Lo usamos siempre: este objeto acumula todos los microbios de la cocina
Hay zonas de la casa que son propensas a tener más microbios, por ende, más contaminación. El baño es una de estas junto con la cocina. En el segundo caso, solemos aislar patógenos en utensilios, licuadoras, tablas de cortar y esponjas; todos elementos que utilizamos a la hora de cocinar y lavar.
Dentro de la cocina, hay objetos que utilizamos en la limpieza diaria que, por sí solos acumulan la mayor cantidad de microbios. En este sentido, uno de estos objetos son los utensilios de madera ya que no se consideran seguros a nivel microbiológico. Pues, en el año 1991, el Departamento de Agricultura de E.E.U.U. recomendó no utilizar tablas de cortar de madera para cocinar. La razón es que la madera es un material poroso que conserva la humedad, necesaria para el crecimiento microbiano. Además, suele formar grietas en las que pueden acumularse millones de microorganismos.
Este es el objeto que acumula más microbios en la cocina
Hay un elemento de uso común en la cocina que acumula todos los microbios y pocos se dan cuenta de ello. Se trata de los estropajos o esponjas de cocina. Cada día, usamos la esponja para lavar los platos y utensilios de cocina, pero también se le suele dar un uso más extenso al limpiar con ella otras superficies como la mesada o incluso estantes de refrigeradores. Esto puede ser la causa de una contaminación cruzada.

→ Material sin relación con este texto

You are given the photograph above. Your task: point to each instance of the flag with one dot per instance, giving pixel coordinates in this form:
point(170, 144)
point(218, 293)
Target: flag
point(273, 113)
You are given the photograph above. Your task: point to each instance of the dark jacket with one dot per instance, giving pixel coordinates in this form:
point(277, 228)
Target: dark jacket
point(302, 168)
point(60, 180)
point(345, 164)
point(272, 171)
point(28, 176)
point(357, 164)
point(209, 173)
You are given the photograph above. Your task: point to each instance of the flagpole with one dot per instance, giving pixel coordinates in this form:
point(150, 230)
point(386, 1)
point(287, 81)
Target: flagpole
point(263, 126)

Las esponjas presentan una humedad constante, debido a su estructura porosa y aireada. Además, caen restos de comida que son nutrientes para el crecimiento bacteriano. Así es que estudios calculan que los estropajos son capaces de albergar 54.000 millones de bacterias por centímetro cúbico. ¡Una locura! Por otro lado, las esponjas acumulan patógenos como Salmonella spp., Listeria monocytogenes, Enterobacter cloacae, Klebsiella oxytoca o Cronobacter sakazakii. Por esto, su reemplazo y limpieza debe ser más constante.

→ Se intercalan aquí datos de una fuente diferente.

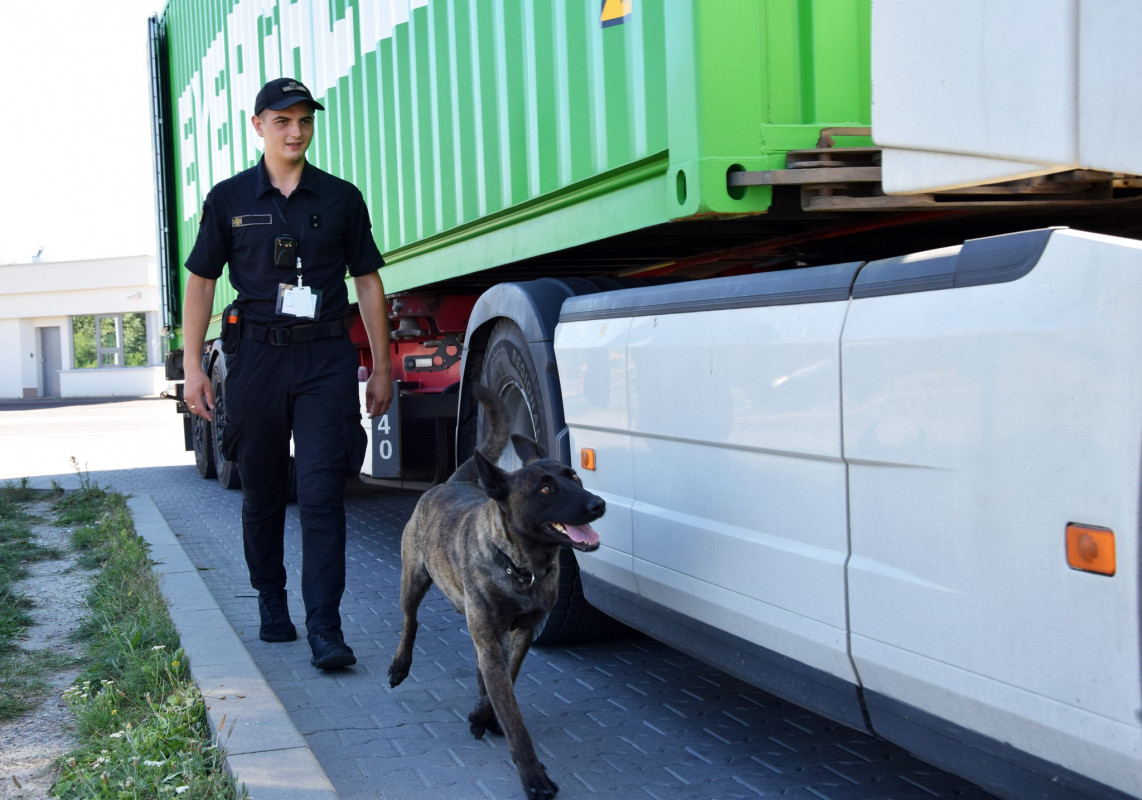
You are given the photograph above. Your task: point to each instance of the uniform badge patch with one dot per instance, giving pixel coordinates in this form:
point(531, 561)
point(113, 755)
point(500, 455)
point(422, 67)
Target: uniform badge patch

En el 2020, expertos realizaron un estudio sobre la calidad microbiológica de las esponjas de cocina utilizadas en residencias universitarias. Este reveló que las esponjas eran utilizadas, también, para limpiar el horno, restos de comida en el piso, y el refrigerador. Los resultados demostraron que contenían altos números de bacterias aeróbicas mesófilas, coliformes, enterobacterias y de levaduras y hongos filamentosos, cada caso con al menos 70.000 millones de bacterias por centímetro cúbico.
Las enterobacterias aisladas fueron Enterobacter cloacae y Klebsiella oxytoca, ambas patógenas humanas. Todos los que tenían Enterobacter cloacae resistieron a antibióticos como la amoxicilina, la cefalotina, la cefoxitina y el cefuroxima-axetilo.